I'll also admit that I don't use the CB probably as frequently as I should. Perhaps that comes from my little Poulan without a CB (it does have a hand gaurd though). I've cut a lot of wood with that little green machine and I've always had to pay extra special attention to what I was doing. The brand notwithstanding, I wouldn't DREAM of taking that saw up in a tree because of the lack of a CB. 

Maybe my respect for machinery and equipment comes from an upbringing that taught me that from the get-go. It never hurts the respect for that equipment when you see your grandfather's left hand with only a two nubs where the four fingers were and a nub for the thumb.... Got it caught in a corn picker many years ago..... 

I know it was another thread entirely, but as to the cost of books, MB, you don't have a leg to stand on.... I will agree completely with what Nate said about the cost of books in college. $84 is NOT expensive. ONE book (out of about 4 for the class) cost me $150 about 4-5 years ago (_Time Saver Standards for Landscape Architecture_). Was it worth it? Yes, I still use it. Harrison Flint's book, _Landscape Plants for Eastern North America_, cost me about $95. I still use it. I didn't have to buy it, but I bought Dirr's book, _Manual of Woody Landscape Plants_, used for about $45. I use it too. I'd hate to think about the amount of money I spent on books over the four years I was at Purdue. That is just part of getting an education though. 
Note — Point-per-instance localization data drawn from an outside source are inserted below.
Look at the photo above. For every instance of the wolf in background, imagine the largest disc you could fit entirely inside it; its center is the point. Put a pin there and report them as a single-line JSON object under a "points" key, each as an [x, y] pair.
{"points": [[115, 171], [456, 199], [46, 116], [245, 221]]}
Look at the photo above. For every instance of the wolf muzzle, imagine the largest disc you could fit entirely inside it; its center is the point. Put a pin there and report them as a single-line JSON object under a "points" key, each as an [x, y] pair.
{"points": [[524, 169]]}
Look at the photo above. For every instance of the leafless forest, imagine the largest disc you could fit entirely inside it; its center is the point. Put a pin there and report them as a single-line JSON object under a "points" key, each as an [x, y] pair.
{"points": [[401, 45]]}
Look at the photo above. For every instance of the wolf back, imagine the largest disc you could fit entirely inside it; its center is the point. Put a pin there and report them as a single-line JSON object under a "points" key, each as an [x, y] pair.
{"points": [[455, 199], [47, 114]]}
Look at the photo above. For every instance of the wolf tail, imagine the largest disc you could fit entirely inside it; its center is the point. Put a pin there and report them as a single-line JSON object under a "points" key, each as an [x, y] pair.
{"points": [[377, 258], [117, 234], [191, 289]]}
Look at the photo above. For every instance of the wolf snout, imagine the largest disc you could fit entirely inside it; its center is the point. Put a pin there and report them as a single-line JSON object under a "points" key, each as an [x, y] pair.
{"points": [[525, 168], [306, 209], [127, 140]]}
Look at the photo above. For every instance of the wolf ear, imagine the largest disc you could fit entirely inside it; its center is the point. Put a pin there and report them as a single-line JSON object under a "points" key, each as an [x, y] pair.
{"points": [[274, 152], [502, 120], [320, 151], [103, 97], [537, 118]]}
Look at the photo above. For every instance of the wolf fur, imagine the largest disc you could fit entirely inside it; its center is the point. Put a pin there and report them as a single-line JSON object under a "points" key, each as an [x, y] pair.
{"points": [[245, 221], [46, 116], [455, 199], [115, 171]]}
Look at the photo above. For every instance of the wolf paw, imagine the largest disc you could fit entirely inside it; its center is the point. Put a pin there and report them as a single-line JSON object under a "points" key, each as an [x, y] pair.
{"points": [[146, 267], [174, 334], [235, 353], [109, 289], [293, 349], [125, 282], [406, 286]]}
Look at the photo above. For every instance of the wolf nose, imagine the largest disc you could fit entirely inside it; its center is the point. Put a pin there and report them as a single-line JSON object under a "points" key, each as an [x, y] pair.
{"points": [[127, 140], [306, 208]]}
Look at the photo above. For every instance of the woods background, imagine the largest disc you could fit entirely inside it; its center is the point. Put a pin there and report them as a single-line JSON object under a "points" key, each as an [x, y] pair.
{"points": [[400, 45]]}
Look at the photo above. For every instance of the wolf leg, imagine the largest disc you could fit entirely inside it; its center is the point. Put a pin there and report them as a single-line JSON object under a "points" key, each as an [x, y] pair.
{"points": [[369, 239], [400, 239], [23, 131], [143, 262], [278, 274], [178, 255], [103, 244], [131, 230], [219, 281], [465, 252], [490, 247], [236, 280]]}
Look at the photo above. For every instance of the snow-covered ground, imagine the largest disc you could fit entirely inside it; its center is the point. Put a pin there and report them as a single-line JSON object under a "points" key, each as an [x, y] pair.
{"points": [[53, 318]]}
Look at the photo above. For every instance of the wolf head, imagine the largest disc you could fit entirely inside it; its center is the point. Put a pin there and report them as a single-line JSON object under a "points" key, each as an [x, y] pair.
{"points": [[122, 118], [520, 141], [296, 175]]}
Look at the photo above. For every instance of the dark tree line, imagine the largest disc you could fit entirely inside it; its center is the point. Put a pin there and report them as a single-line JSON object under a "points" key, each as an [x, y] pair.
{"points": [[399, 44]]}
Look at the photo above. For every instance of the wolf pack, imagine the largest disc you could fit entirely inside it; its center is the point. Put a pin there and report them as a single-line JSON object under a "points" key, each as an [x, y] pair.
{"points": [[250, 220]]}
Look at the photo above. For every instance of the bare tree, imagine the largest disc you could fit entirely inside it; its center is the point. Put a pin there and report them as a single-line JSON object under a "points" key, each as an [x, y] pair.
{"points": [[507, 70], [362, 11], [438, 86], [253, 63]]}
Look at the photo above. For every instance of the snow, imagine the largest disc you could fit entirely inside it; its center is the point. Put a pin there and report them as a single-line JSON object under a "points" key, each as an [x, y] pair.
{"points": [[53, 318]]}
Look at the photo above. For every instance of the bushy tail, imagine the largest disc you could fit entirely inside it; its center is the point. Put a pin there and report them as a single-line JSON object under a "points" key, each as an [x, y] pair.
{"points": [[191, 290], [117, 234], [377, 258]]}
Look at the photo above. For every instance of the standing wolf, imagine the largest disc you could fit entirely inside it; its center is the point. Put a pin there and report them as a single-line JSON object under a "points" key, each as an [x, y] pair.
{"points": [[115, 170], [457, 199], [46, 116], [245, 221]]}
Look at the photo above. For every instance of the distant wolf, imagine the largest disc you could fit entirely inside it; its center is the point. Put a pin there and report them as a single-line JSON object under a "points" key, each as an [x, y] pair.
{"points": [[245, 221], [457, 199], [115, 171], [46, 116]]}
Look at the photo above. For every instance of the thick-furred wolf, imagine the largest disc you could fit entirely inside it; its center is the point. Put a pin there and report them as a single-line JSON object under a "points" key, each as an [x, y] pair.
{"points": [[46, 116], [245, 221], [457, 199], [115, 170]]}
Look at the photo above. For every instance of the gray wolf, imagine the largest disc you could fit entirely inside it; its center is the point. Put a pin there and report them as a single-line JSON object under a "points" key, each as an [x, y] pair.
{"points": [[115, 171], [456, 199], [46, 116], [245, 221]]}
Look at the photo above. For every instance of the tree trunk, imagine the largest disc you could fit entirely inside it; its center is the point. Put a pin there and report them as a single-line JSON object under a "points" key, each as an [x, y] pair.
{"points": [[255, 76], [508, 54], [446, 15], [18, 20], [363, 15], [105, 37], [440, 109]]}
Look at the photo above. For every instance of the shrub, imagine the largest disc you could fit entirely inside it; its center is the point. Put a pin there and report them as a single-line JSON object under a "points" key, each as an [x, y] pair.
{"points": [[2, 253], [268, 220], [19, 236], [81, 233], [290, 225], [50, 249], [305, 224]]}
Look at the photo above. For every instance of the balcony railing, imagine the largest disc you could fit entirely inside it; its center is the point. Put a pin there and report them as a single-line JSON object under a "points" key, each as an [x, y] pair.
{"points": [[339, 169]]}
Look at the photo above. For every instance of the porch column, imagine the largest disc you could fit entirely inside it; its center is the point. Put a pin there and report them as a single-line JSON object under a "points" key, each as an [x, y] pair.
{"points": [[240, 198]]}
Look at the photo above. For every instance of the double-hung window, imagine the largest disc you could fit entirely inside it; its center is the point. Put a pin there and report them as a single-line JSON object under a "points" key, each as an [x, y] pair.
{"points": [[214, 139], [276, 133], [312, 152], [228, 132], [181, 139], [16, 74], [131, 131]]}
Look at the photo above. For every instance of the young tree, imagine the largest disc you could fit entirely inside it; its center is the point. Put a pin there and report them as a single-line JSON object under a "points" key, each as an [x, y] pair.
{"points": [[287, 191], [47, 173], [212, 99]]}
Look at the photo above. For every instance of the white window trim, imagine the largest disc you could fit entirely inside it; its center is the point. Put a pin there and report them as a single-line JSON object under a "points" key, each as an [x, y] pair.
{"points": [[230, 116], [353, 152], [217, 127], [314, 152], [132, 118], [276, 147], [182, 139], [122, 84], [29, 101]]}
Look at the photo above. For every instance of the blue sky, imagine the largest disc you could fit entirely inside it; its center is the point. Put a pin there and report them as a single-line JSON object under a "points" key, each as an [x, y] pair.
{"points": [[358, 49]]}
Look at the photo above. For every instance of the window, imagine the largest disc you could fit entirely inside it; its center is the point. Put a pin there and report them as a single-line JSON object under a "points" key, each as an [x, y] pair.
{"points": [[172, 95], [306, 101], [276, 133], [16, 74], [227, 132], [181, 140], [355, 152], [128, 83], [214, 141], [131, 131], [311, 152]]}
But then again (this is a cheap shot, I know, I probably shouldn't take it, but after all of the comments I've seen from MB so far, I will), I do know how to read a book....


Dan


----------



## Husky372 (Oct 3, 2003)

i have been cruising this site for about a week now and never posted anything but i have to say the comment on addmitting your fear is just macho bull having fear and still doing somthing means you have courage having no fear means your not smart enough to fear somthing just my humble opinion. i most definatly respect a saw and i aint no *****.one other thing goverment regs came about becuase to many people were getting hurt i feel they help to an extent.


----------



## MasterBlaster (Oct 4, 2003)

> _Originally posted by mikecross23 _
> *Good thread Master Blaster. No chain break? Mine are all intact and will stay that way, but I sure did get a kick out of all the bitterness in this thread!!!
> 
> -Mike- *



Me, too. I express my opinion and all the junior OSHA inspectors come out of the closet.
For those one or two who responded civilly and with concern, I thank you for your imput. For the majority that was unnecessarlly rude and obnoxious, you can all bite me.


----------



## NeTree (Oct 4, 2003)

> _Originally posted by MasterBlaster _
> *you can all bite me. *



But have they had their shots?


----------



## MasterBlaster (Oct 4, 2003)

Yea, lets get 7 more pages!


----------



## TheTreeSpyder (Oct 4, 2003)

i think.........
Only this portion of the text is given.